Podcast & Broadcast Audio: LUFS, Dynamics & the Voice Chain

Studio Guide 02 · Cloud Atelier · Updated April 2026 · ~12 min read

Spoken word is its own discipline. The microphone choices are different, the loudness targets are regulated, and the processing chain is built around intelligibility rather than musical beauty. This guide treats podcasting and broadcast voice work as the engineering problem it actually is.

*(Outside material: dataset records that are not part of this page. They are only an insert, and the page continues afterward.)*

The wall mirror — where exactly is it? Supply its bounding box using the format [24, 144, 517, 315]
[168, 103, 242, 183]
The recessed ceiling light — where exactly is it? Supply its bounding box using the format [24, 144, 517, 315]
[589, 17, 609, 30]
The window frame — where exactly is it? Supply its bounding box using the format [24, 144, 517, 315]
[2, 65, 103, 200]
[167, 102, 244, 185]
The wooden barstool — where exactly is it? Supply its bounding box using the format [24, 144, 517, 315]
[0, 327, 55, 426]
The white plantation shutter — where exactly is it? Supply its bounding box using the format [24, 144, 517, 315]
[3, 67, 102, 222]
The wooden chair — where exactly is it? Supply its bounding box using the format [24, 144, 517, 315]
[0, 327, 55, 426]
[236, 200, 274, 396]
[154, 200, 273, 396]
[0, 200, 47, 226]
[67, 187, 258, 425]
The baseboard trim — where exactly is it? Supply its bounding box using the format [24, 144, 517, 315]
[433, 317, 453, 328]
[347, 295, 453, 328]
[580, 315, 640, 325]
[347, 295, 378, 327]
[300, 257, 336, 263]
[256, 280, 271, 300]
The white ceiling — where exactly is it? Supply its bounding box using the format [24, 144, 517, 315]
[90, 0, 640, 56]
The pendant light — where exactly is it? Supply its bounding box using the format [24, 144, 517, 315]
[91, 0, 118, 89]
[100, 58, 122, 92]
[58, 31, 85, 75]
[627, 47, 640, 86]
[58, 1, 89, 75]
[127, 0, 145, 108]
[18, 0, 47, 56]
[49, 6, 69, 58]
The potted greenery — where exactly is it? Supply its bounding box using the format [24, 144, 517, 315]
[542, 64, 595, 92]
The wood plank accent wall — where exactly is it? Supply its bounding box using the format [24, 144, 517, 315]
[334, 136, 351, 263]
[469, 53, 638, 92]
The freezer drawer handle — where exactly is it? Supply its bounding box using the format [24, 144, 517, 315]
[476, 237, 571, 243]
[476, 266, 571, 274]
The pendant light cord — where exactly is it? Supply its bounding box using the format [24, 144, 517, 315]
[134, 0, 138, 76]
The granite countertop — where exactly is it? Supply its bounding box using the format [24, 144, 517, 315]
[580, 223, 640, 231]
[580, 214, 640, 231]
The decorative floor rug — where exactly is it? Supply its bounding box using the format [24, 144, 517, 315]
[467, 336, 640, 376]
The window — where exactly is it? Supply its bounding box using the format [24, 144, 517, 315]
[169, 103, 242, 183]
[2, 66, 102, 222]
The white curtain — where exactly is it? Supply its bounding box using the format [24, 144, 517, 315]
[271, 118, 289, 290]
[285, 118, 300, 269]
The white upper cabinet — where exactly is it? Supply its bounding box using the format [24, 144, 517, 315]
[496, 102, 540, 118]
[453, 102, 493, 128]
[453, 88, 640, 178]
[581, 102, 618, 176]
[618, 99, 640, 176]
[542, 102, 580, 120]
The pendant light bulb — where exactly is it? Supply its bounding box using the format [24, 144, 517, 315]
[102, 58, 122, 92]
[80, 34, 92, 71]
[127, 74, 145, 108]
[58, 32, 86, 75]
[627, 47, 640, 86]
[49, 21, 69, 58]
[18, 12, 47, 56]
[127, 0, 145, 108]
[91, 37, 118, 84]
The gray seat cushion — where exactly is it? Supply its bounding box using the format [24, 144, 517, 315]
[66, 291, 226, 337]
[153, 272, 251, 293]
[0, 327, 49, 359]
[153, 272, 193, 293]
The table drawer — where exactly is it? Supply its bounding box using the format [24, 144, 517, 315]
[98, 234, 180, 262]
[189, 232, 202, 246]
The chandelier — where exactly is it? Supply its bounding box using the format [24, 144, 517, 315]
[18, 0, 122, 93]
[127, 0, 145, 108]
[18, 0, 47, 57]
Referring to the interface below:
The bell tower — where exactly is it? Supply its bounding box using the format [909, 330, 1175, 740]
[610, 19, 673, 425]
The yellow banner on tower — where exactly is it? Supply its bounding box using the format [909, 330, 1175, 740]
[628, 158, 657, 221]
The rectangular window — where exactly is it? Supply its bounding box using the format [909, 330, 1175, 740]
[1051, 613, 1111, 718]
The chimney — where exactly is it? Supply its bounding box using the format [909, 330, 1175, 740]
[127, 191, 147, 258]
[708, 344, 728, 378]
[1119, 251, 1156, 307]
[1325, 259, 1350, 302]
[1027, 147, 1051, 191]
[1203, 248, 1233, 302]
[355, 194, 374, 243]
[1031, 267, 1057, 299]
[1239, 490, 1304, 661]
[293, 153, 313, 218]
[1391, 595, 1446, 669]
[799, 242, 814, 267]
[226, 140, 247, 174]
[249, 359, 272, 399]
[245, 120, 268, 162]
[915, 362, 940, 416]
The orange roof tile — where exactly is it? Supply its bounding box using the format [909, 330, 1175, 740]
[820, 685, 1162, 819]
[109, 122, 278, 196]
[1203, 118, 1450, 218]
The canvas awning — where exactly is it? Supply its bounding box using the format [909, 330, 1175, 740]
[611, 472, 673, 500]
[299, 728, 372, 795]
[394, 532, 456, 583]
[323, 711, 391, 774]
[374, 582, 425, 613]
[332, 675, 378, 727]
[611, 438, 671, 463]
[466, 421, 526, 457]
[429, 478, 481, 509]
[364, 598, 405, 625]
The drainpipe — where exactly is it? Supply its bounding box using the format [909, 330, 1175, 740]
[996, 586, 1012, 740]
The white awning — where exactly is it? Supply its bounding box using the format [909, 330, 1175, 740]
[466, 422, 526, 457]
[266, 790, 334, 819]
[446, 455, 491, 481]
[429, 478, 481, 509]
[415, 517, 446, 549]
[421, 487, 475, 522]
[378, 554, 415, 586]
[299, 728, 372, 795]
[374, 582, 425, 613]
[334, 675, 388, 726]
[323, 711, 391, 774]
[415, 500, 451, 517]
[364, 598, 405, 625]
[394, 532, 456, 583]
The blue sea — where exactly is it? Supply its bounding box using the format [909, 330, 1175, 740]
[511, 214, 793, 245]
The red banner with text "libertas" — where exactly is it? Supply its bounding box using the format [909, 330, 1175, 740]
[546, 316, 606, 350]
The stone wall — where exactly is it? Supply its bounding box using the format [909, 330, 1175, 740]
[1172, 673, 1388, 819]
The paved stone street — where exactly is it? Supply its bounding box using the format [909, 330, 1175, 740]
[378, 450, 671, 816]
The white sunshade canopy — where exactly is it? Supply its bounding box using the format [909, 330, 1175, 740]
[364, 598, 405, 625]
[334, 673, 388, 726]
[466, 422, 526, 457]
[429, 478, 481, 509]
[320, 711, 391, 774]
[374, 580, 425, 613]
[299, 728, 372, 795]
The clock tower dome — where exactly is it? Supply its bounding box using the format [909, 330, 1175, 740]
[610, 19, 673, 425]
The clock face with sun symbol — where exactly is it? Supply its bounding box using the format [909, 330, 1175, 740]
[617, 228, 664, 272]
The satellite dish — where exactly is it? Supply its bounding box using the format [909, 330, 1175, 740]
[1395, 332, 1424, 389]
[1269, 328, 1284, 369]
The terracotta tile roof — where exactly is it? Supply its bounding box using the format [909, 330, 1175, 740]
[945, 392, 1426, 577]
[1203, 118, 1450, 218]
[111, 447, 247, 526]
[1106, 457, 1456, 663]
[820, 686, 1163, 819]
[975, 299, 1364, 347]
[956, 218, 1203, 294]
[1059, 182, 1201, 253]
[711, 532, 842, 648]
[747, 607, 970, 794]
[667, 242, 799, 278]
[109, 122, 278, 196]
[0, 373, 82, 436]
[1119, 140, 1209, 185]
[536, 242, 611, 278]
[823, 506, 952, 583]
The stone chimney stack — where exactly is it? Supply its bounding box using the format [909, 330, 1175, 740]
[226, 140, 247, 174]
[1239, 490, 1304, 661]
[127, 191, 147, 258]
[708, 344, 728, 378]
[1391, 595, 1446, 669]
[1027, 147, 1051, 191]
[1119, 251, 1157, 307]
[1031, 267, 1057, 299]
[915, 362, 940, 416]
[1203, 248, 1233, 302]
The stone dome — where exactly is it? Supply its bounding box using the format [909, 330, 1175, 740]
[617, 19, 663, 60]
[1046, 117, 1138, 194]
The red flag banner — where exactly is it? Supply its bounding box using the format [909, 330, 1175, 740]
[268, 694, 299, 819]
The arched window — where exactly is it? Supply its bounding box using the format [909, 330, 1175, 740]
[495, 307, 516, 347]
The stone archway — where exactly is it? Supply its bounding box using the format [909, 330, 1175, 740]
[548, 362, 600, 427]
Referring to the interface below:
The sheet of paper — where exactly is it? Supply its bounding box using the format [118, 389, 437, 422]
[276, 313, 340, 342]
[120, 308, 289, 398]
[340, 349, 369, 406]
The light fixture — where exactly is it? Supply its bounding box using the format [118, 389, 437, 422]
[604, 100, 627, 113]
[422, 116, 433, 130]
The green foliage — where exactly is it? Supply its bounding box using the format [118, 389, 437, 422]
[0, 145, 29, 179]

HOW WE RESEARCH · WHAT WE DO NOT CLAIM

Cloud Atelier does not run a test lab. We have not personally A/B tested every microphone, interface or monitor cited in this guide. The physics in this article (RT60, self-noise, polar patterns, latency, LUFS) come from published acoustics literature and standards. The product-specific specifications come from current manufacturer datasheets. Models are mentioned because their published spec satisfies a stated criterion — not because we declared them “best.” Where you see a product below, you will also see the source of the spec we cited and a link to an independent reviewer (Sound on Sound) where you can verify our reading against working engineers.

1. Loudness: LUFS, true peak, and why −16 LUFS exists

Streaming services and broadcasters do not measure loudness in dBFS peak. They measure it in LUFS (Loudness Units relative to Full Scale), a metric standardised in ITU-R BS.1770. The algorithm filters audio through a frequency-weighted curve that approximates human hearing, then averages the resulting power over time. The result correlates with how loud a program actually sounds — not how high its peak sample reaches.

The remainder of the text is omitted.